Ethereum Foundation OTC sold 10,000 ETH to Bitmine

The Ethereum Foundation (EF) has again conducted an OTC “dump” of ETH. On May 2, on-chain and official statements confirm EF sold 10,000 ETH to institutional counterparty Bitmine via OTC. Price and size: the deal cleared at an average of about $2,292.15 per ETH, totaling roughly $22.92m. This follows similar sales in the prior ~1.5 months, when EF reportedly offloaded 30,000 ETH in multiple transactions (including earlier OTC and one on-chain swap), for about $68.1m overall. Key timeline cited: 3/15 OTC 5,000 ETH (~$2,043); 4/11 on-chain swap 5,000 ETH (~$2,221); 4/24 OTC 10,000 ETH (~$2,387); 5/2 OTC 10,000 ETH (~$2,292). Bitmine is presented as the main buyer. Traders’ angle: EF typically sells ETH to fund ecosystem operations and developer programs. However, the repeated, large, well-timed ETH liquidity releases have renewed “sell-the-top” concerns among market participants, raising questions about short-term selling pressure even during small ETH rebounds.
Bearish
Bearish in the short term because the Ethereum Foundation is a large, credible seller. Another 10,000 ETH OTC sale (≈$22.9m) reinforces a pattern: concentrated, recurring ETH liquidity releases into the market.
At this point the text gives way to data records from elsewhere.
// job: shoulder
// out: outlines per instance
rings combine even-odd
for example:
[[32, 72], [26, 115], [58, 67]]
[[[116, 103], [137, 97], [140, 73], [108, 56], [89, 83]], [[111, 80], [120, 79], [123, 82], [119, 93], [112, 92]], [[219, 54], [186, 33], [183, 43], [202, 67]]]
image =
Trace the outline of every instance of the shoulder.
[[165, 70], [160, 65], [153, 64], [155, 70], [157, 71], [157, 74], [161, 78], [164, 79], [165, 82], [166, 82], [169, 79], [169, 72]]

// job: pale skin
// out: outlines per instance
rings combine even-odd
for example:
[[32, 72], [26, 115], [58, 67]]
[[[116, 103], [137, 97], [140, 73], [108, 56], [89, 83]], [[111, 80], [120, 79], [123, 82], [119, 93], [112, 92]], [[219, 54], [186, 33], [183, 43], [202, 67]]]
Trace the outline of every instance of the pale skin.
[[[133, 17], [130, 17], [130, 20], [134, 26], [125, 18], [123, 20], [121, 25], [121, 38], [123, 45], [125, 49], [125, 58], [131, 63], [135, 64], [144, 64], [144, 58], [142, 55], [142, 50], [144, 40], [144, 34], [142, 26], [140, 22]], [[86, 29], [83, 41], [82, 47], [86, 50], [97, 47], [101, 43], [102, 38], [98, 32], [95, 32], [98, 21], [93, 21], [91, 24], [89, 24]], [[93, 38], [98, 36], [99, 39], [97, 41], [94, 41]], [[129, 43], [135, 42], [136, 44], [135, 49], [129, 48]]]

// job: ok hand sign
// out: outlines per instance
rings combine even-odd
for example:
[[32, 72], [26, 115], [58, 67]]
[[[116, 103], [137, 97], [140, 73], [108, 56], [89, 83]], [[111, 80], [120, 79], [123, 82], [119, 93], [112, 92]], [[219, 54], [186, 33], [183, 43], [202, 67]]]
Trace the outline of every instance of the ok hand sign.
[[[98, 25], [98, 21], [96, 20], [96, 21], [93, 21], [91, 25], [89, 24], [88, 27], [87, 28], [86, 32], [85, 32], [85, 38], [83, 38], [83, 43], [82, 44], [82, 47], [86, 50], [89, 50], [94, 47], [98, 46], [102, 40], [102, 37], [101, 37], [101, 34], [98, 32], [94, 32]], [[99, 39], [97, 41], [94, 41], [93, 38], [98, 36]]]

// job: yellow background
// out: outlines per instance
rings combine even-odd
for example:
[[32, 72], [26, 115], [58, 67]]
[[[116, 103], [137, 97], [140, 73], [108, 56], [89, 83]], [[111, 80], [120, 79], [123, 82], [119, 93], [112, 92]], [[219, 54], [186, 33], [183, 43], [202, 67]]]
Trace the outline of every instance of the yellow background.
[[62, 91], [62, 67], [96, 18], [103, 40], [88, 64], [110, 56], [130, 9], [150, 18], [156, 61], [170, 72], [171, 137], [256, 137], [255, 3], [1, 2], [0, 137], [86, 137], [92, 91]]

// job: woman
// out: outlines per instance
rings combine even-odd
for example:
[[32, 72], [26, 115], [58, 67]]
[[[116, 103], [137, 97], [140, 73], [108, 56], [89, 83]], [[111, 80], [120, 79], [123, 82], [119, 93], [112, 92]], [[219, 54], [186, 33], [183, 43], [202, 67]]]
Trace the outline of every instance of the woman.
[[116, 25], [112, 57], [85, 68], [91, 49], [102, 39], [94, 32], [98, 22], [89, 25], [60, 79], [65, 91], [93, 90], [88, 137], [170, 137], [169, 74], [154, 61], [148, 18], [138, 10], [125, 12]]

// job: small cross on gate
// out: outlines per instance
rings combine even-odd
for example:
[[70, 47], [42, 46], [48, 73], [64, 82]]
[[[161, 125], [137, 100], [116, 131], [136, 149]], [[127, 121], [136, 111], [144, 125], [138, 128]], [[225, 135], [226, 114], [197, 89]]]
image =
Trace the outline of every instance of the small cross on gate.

Similar past episodes where large scheduled or tracked treasury/ETF-like sellers appear during local rebounds often lead traders to front-run supply risk, widening short-term downside or limiting upside until absorption is confirmed. Mechanically, an OTC trade reduces direct order-book visibility, but it still creates circulating ETH supply that can later hit exchanges or derivatives. The market can react even without immediate spot-book impact, especially when observers tie the sell timing to “higher prices.” Long term, selling for program funding is not inherently negative, so the trend could be absorbed over time if demand (spot flows, staking/L2 activity) remains strong. But near term, repeated large ETH sales are more likely to pressure sentiment and raise the probability of sell-the-rip behavior.